Confidants of former President Daniel arap Moi and private shareholders of Kenya Seed Company have rejected the new board of directors appointed by Agriculture Cabinet Secretary Peter Munya, terming the process unconstitutional.

The shareholders will now move to court to challenge the appointments after they were kicked out in the annual general meeting charged by Mr Stanley Kamau, who was seconded from the National Treasury to oversee the polls.

While opposing the election of the new board, the shareholders led by Nathaniel Tum, argued that they were continuing directors of the firm and should have maintained the positions instead of being subjected to elections which resulted in them being unfairly kicked out of the company.

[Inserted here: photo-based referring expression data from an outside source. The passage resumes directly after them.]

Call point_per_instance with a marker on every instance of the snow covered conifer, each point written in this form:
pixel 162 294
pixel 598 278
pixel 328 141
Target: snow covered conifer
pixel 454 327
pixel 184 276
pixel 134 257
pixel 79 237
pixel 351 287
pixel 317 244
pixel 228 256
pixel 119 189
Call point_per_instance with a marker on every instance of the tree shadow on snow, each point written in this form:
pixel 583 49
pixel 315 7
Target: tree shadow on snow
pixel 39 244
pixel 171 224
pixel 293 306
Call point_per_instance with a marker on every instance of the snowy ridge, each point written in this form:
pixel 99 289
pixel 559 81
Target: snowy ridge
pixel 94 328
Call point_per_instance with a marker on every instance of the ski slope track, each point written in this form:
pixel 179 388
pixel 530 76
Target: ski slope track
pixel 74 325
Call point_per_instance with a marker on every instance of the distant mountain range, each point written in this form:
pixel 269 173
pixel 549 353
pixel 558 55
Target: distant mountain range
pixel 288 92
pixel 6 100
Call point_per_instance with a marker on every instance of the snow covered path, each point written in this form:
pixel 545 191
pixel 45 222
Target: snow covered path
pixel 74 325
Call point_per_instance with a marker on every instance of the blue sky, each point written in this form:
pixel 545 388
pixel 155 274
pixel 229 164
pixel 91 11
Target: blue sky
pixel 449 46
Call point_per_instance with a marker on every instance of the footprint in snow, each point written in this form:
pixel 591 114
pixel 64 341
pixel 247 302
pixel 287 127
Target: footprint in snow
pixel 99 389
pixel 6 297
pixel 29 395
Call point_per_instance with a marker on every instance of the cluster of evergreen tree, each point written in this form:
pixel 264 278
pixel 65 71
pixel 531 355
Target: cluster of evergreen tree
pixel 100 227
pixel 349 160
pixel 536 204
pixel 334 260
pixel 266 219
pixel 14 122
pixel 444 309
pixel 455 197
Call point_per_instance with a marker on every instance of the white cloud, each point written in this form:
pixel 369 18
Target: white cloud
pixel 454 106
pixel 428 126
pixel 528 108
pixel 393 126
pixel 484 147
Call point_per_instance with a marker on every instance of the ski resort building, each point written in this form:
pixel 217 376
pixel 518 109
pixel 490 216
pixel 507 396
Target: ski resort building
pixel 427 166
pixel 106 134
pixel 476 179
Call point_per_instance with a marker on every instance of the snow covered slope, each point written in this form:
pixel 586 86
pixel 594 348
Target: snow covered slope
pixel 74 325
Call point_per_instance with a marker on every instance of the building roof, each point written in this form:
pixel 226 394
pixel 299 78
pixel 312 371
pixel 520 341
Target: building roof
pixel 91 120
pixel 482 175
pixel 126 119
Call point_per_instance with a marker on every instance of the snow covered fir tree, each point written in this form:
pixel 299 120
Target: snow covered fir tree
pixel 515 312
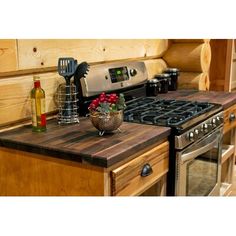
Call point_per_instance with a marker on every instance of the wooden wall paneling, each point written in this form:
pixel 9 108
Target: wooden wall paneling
pixel 228 63
pixel 155 66
pixel 15 92
pixel 15 96
pixel 190 40
pixel 189 57
pixel 8 55
pixel 233 67
pixel 44 53
pixel 191 80
pixel 220 64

Ownership of Kenya Seed Company is contested with the private shareholders claiming a 60 per cent stake while the government reckons the firm is a parastatal.

“As shareholders who own majority of stake in the company, we have no option but to seek court orders restraining the new directors from assuming office since their election contravened the company guidelines,” said Mr Tum.

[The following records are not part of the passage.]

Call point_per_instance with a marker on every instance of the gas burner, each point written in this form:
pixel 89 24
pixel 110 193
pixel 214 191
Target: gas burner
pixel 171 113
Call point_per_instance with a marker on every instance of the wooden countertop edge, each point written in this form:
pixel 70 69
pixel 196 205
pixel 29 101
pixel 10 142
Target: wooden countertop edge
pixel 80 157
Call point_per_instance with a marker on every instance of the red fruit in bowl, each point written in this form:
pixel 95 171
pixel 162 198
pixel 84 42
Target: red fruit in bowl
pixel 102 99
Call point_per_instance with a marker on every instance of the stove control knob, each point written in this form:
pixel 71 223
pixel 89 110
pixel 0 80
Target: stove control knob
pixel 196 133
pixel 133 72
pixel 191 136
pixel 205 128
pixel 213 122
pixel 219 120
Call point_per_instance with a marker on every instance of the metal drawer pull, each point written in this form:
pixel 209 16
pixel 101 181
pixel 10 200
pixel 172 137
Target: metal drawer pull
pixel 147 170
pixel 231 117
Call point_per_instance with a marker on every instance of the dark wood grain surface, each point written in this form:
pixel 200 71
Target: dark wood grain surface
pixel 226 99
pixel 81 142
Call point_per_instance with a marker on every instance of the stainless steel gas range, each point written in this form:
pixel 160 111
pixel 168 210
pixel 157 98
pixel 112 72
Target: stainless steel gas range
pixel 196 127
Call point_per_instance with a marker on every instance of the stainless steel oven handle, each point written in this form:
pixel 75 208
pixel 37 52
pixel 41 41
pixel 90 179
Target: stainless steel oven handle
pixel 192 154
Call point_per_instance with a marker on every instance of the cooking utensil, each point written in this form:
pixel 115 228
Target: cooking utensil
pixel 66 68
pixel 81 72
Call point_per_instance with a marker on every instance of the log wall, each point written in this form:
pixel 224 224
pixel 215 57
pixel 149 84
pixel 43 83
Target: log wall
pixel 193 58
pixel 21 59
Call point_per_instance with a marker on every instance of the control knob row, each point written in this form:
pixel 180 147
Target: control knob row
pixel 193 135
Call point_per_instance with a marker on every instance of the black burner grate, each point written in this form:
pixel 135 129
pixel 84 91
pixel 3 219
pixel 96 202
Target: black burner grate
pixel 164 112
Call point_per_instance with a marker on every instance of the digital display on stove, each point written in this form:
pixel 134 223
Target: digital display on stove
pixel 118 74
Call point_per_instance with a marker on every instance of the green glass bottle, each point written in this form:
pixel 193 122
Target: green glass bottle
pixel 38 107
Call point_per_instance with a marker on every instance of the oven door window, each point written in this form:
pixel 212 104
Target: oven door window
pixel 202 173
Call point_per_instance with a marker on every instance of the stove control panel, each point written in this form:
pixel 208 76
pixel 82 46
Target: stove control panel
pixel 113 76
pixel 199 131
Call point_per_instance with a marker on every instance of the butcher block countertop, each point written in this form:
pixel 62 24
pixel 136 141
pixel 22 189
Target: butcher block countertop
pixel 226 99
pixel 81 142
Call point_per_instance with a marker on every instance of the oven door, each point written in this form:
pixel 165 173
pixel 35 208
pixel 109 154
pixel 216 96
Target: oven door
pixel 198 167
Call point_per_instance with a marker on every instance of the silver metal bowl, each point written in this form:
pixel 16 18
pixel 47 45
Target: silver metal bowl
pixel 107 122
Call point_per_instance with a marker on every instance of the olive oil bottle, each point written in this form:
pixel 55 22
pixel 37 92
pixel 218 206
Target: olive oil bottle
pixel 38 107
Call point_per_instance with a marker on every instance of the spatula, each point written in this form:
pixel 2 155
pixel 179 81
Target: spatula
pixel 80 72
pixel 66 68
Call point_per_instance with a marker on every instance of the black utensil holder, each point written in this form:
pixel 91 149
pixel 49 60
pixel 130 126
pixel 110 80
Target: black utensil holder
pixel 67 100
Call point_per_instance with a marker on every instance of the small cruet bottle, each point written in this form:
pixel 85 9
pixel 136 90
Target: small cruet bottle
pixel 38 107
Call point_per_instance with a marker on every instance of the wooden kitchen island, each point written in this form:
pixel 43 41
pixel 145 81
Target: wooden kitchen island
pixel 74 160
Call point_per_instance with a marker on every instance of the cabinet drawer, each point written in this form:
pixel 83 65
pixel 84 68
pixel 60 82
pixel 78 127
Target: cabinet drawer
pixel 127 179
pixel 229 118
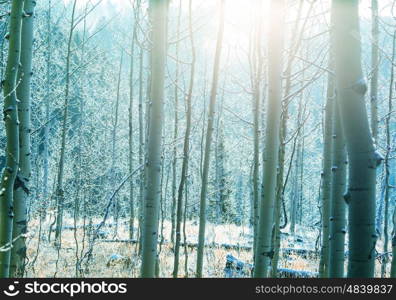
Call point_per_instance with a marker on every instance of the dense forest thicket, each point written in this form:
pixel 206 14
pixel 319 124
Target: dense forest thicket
pixel 193 138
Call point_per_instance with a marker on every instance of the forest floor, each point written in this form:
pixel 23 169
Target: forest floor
pixel 112 259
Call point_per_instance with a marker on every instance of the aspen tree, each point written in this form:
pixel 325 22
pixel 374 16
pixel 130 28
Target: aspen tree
pixel 363 159
pixel 11 121
pixel 59 187
pixel 158 15
pixel 21 187
pixel 208 142
pixel 337 220
pixel 374 68
pixel 186 149
pixel 387 166
pixel 263 253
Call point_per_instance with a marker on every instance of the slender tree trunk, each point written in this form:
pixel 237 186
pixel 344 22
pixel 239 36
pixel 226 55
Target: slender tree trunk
pixel 21 187
pixel 393 266
pixel 11 121
pixel 337 204
pixel 131 144
pixel 113 176
pixel 326 180
pixel 208 142
pixel 175 131
pixel 363 159
pixel 257 67
pixel 59 188
pixel 47 108
pixel 387 167
pixel 186 149
pixel 263 249
pixel 158 14
pixel 374 68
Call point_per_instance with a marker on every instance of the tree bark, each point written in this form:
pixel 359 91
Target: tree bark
pixel 21 187
pixel 11 121
pixel 263 253
pixel 158 15
pixel 363 159
pixel 208 142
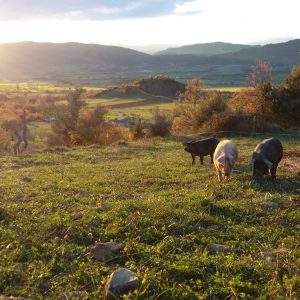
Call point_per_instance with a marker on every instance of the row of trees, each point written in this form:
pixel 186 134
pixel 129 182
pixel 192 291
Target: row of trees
pixel 262 105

In special gazette, Agriculture CS Peter Munya appointed Francis Okwara as the new board chairperson and Ms Alice Chesire, Ms Gitonga Kamiti, Kipkorir arap Menjo, Mr Samuel Mecca, as members for a period of three years. At same time, CS Munya revoked the appointments of Dr Samson Chelule, Elsbeth Naeku Tolu and Muchohi Ruiru Gikonyo.

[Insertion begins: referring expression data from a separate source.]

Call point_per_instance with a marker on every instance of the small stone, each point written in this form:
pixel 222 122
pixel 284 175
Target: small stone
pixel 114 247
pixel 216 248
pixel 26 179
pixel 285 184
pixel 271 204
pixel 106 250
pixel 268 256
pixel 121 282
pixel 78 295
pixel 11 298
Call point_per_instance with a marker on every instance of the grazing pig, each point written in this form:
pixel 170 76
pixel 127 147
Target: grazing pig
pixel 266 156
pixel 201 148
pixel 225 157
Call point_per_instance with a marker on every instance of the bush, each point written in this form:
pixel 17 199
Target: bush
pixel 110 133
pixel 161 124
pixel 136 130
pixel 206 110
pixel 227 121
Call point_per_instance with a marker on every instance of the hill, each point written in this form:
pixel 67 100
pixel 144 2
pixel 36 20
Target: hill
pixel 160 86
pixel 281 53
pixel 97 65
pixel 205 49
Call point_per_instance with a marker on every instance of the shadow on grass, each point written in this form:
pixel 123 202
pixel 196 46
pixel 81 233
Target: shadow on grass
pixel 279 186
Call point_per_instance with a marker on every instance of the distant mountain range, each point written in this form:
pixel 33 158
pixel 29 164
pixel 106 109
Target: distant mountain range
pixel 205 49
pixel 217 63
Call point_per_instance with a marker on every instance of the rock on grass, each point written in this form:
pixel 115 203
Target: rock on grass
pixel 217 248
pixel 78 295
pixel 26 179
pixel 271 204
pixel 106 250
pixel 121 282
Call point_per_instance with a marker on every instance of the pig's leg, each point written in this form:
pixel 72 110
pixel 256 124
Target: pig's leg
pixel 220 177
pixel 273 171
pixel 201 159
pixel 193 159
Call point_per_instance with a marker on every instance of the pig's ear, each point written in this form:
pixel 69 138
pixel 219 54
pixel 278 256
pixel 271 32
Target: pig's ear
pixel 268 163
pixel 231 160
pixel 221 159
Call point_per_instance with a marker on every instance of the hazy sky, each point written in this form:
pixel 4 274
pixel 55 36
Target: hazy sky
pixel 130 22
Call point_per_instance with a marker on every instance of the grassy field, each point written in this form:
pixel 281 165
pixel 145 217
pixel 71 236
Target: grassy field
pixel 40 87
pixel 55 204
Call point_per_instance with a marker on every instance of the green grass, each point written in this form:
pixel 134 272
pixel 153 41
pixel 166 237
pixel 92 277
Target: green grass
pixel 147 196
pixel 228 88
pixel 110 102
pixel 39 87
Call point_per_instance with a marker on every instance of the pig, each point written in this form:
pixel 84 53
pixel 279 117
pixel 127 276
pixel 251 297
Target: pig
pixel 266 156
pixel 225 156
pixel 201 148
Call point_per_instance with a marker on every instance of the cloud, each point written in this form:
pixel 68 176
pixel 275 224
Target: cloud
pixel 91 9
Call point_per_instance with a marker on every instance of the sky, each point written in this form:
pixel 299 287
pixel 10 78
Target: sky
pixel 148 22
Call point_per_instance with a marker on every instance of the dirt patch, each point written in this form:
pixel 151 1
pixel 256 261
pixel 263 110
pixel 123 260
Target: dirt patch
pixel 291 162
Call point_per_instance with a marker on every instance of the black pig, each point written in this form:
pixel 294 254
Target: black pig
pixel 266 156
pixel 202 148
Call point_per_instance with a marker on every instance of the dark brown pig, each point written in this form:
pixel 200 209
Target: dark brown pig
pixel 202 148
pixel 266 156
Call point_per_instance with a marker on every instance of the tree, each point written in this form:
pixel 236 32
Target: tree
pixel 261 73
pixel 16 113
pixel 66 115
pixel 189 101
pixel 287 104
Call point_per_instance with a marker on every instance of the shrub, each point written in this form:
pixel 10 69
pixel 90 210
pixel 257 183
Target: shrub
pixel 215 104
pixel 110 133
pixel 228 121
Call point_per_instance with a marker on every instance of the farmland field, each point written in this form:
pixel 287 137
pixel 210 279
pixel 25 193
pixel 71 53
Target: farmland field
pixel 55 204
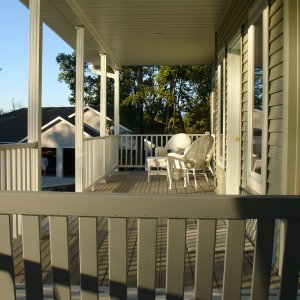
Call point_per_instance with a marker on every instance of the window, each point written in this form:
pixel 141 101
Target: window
pixel 221 114
pixel 258 92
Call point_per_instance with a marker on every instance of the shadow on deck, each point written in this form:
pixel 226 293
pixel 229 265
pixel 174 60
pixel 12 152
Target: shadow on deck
pixel 136 182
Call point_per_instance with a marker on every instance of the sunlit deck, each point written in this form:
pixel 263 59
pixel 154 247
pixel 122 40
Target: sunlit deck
pixel 135 182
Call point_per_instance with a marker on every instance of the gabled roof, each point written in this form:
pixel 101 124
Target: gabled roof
pixel 14 124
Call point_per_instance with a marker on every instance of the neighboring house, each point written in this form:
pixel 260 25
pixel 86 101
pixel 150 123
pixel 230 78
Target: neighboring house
pixel 58 134
pixel 255 46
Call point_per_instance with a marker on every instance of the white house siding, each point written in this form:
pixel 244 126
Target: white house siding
pixel 60 136
pixel 220 172
pixel 234 20
pixel 238 21
pixel 244 123
pixel 275 130
pixel 92 119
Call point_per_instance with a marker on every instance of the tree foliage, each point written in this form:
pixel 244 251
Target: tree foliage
pixel 161 99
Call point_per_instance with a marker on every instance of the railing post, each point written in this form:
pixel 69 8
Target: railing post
pixel 35 89
pixel 103 108
pixel 117 103
pixel 79 109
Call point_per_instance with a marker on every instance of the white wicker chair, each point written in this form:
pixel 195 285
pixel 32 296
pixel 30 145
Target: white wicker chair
pixel 192 160
pixel 176 144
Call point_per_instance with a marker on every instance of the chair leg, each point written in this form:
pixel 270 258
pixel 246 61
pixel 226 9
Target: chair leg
pixel 195 179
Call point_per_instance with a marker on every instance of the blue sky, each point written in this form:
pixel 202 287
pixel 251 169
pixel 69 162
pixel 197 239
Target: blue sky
pixel 14 25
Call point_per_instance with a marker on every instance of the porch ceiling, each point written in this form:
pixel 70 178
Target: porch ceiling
pixel 140 32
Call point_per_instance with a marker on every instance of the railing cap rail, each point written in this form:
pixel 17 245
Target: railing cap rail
pixel 151 206
pixel 18 146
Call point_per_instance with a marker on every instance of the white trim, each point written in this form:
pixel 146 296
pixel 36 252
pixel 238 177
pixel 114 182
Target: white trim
pixel 234 87
pixel 117 103
pixel 35 89
pixel 221 68
pixel 99 113
pixel 79 109
pixel 258 182
pixel 291 94
pixel 98 72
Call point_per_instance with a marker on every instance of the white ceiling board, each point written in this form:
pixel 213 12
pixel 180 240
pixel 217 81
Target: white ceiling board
pixel 140 32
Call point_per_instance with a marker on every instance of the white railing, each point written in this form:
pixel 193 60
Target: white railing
pixel 100 158
pixel 17 173
pixel 148 209
pixel 16 167
pixel 135 148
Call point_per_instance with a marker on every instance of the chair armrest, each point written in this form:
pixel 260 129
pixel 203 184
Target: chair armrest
pixel 161 151
pixel 176 156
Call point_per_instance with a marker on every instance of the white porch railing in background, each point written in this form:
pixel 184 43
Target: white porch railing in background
pixel 96 165
pixel 17 174
pixel 135 148
pixel 148 209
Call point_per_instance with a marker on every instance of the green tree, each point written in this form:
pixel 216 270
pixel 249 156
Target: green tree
pixel 158 99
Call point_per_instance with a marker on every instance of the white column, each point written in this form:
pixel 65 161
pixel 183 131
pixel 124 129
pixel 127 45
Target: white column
pixel 79 109
pixel 117 103
pixel 35 88
pixel 59 162
pixel 103 95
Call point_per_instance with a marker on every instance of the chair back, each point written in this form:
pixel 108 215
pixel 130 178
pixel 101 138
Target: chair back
pixel 180 140
pixel 198 150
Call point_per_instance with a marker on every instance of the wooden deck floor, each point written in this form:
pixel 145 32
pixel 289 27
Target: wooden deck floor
pixel 136 182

The private shareholders want fresh elections to be held in accordance to the company constitution.

“There were clear discrepancies on the election of directors as it did not include the names of continuing directors who should not have been subjected to polls,” said Dr Tum, who has a 3.89 per cent direct stake in Kenya Seed Company.

Mr Kamau from the Treasury challenged the private shareholders who were dissatisfied with the mode of electing new directors to seek legal redress.

Mr Tum was controversially removed as CEO in 2003 following revelations that he had irregularly transferred ownership of the firm to the family of former President Daniel arap Moi.

Over the past 18 years, he has been fighting for control of the seed company in a war that is centred on a 2001 share sale deal that effectively transferred the parastatal to private hands with minority State ownership.

Kenya Seed’s troubles started in 2001 after the management under Mr Tum issued new shares and sold to the Moi-era elite in a transaction that diluted government stake from 52.8 percent to 40 per cent.

Dr Richard Leakey, who was at that time the head of the Public Service, wrote to Mr Tum, expressing reservations over the transaction.